Ohrfeigen haben schon  vielen geschadet
Ohrfeigen haben schon vielen geschadet
18. September 2015

Die Backpfeife, Watsche oder Ohrfeige verletzt und demütigt nicht nur Erwachsene, sondern auch Kinder. Außerdem kann sie bleibende Schäden am Hirn oder Gehör hinterlassen. Leider gilt sie noch viel zu oft als Kavaliersdelikt in der Erziehung – obwohl sie seit 15 Jahren aus gesetzlicher Sicht „unzulässig“ ist.

Die Frage, ob Ohrfeigen wirklich „noch niemandem geschadet“ haben, sollte am besten Tuğçe Albayrak beantworten – nur ist sie leider tot. Die Lehramtsstudentin war im November 2014 vor einem Schnellrestaurant in Offenbach von einem 18-Jährigen geohrfeigt worden. Dadurch fiel sie zu Boden und schlug mit dem Kopf auf. Aus ihrem Koma, verursacht durch eine Hirnblutung, erwachte sie nicht mehr; am 26. November, elf Tage nach dem Vorfall, stellten die Ärzte ihren Hirntod fest. Weitere zwei Tage später, an Tuğçes 23. Geburtstag, ließen ihre Eltern die lebenserhaltenden Maschinen ausschalten. Auch jener 84-jährige Rentner, der im Mai 2013 in Rostock starb, nachdem er von einem Radfahrer geohrfeigt worden und zu Boden gestürzt war, würde Ohrfeigen wohl als eher schädlich bezeichnen – wenn er es noch könnte.

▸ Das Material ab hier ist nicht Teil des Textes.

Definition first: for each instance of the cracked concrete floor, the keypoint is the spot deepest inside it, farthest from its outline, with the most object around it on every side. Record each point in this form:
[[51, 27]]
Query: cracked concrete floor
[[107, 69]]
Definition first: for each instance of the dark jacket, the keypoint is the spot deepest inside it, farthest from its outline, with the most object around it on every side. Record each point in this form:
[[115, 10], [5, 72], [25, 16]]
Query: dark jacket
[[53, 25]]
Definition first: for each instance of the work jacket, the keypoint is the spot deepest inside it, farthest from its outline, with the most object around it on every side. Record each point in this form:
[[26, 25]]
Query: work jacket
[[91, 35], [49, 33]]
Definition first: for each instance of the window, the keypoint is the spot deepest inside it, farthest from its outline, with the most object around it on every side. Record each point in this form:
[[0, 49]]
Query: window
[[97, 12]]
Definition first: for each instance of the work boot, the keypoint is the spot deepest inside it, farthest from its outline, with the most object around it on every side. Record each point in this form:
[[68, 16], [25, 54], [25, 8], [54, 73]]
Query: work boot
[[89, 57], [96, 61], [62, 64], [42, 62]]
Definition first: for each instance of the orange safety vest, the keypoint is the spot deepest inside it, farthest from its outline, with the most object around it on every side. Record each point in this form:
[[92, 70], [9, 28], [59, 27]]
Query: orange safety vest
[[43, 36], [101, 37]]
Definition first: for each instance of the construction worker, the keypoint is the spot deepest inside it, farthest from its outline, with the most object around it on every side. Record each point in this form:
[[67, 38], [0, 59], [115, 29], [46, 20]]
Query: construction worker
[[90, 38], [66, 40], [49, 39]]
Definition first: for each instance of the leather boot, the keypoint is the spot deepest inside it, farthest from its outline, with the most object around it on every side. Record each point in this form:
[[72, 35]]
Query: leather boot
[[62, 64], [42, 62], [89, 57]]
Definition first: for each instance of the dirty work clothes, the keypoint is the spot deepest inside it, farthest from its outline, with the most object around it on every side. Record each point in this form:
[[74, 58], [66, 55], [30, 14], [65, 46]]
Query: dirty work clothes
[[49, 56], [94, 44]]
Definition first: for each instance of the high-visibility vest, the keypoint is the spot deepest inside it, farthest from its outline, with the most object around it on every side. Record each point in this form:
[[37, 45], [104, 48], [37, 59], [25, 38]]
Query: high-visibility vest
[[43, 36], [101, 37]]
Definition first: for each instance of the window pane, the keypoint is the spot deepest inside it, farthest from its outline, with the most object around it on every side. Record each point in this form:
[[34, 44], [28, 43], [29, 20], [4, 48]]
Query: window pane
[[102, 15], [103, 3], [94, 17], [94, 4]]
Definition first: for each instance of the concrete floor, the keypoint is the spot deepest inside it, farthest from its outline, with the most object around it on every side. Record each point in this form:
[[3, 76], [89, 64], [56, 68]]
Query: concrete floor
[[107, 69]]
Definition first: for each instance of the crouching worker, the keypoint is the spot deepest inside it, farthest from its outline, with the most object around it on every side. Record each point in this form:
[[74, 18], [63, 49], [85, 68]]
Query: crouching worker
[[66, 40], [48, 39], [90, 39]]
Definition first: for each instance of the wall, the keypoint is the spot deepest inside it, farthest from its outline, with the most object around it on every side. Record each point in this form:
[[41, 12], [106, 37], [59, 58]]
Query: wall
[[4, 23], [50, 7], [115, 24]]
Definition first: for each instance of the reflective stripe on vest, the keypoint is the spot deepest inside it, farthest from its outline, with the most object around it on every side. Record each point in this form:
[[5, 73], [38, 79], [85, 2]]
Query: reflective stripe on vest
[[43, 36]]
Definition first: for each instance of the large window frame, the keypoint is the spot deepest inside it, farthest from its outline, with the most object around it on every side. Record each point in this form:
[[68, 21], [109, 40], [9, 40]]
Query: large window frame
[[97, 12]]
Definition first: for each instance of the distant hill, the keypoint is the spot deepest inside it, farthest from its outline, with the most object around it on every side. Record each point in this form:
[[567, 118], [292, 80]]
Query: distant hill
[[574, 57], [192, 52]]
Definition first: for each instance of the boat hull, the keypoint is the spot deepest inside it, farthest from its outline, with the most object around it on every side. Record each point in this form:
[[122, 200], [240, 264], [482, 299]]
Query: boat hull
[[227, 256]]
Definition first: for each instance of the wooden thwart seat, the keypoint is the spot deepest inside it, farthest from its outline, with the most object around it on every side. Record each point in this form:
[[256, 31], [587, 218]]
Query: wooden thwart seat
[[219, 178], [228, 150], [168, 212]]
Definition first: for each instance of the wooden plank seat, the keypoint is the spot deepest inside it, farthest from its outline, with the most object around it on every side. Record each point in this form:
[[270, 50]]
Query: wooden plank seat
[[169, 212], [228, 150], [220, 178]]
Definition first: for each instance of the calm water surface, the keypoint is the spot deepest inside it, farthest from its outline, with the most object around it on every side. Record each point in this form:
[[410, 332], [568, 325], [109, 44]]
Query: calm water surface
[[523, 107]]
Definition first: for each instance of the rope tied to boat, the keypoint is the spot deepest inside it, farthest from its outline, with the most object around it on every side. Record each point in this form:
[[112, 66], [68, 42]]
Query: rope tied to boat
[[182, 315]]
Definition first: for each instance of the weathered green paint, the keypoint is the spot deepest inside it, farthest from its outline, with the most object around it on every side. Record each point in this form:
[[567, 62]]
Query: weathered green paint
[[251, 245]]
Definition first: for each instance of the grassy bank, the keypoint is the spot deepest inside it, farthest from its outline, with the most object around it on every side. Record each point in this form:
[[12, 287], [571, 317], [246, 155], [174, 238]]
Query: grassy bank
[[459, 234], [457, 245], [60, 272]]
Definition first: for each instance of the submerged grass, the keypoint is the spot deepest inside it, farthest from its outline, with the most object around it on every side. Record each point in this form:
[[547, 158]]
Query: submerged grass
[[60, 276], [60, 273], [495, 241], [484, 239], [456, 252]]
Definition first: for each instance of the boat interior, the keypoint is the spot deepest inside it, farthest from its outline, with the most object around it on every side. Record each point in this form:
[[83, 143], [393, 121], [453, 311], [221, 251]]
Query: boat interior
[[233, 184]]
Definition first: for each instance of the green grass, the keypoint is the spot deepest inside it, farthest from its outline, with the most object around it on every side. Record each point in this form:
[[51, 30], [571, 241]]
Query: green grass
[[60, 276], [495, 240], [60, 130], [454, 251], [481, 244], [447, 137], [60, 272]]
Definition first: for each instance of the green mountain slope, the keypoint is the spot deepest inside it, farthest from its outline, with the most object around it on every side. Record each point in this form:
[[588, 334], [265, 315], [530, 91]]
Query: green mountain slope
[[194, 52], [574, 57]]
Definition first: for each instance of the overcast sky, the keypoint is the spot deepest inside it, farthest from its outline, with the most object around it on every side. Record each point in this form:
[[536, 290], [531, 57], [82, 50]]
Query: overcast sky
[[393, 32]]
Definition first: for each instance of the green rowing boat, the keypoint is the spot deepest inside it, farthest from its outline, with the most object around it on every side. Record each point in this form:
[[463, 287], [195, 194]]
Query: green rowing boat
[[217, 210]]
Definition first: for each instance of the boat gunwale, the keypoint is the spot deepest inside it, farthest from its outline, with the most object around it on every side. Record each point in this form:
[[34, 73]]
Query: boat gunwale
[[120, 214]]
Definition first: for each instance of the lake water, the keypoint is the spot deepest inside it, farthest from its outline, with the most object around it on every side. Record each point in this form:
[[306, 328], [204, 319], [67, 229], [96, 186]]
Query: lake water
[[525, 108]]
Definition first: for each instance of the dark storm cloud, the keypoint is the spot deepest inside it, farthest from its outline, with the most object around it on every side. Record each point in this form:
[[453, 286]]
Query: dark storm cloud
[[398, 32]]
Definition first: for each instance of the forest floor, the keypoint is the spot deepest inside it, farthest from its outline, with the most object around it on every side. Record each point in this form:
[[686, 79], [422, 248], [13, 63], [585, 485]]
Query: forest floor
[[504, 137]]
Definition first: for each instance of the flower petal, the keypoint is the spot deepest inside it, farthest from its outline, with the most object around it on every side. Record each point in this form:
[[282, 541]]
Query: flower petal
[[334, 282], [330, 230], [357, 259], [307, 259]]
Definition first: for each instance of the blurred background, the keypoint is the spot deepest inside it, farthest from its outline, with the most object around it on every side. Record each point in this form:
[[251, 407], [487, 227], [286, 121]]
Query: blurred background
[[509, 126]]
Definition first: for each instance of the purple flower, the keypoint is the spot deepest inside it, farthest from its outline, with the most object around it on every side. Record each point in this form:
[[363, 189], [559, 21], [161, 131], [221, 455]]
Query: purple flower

Nach einer repräsentativen Forsa-Umfrage aus dem Jahr 2011 zum Thema „Gewalt in der Erziehung“ verabreichten damals etwa zehn Prozent der Eltern in Deutschland gelegentlich Ohrfeigen, um ihr Kind zu strafen; vier Jahre zuvor waren es mit elf Prozent ähnlich viele.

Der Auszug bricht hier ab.